Isn't the price change already taken out when estimating the productivity? All these Quantities (GDP numbers) are at constant prices.

Nice post Stephen.

Surdan: I don't think I understand your post. Let me see if I can break it down.

1) Suppose relative prices change (e.g. oil prices rise.) If we're a net exporter of that stuff, we're unambiguously better off. We'll probably try to produce more of it, shifting resources from other sectors (e.g. Quebec) into the now-more-valuable sector (e.g. NFLD)

2) But the law of diminishing marginal returns says productivity in the shrinking sector should now rise(!) Wages and returns to capital in the oil sector should go up by less than the rise in oil prices because the new oil is harder to extract.

3) But our productivity calculations (I think) abstract from price changes. They just see that it take more person-years and corporate bonds to produce a barrel of oil. That means productivity goes down in the oil sector.
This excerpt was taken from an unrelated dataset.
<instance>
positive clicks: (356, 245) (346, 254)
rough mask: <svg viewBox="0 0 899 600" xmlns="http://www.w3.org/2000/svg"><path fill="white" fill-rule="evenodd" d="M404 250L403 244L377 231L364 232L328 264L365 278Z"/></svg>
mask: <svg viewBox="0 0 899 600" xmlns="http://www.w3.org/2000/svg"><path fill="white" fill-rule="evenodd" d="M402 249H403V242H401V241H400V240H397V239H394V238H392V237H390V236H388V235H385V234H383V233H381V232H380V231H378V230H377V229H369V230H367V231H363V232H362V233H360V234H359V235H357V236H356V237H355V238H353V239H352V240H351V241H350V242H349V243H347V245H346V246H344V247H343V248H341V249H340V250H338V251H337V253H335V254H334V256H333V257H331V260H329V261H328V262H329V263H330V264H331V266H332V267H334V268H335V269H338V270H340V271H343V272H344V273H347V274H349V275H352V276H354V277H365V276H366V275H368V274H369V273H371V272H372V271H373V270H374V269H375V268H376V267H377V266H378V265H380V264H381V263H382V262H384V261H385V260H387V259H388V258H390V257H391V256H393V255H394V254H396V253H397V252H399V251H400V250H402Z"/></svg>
4) But we noted in (1) that we're better off with the higher price of oil, and moving more resources into oil production helps us even more. Sure, productivity looks like its gone down....but the price increase more than compensates us for this. Hence we're better off with the new, lower level of productivity(!)

Okay, I've abstracted from a few things (e.g oil reserves can run out; low capacity in the non-oil sector may hurt productivity there). But I think that I agree with Stephen's point; productivity measures ignore price changes, and those price changes can have large permanent influences on our standard of living.


I wonder how much of this is attributable to factors that confound the measuring of Ai. How are the effects of harder-to-get oil and more environmental protections captured? One might not believe that 1960s technology was superior, but given those reserves and regulations...

I would also be wary of relying on GNI to trend over GDP. Producers will respond by producing more, pushing down prices so that eventually GNI should return to GDP.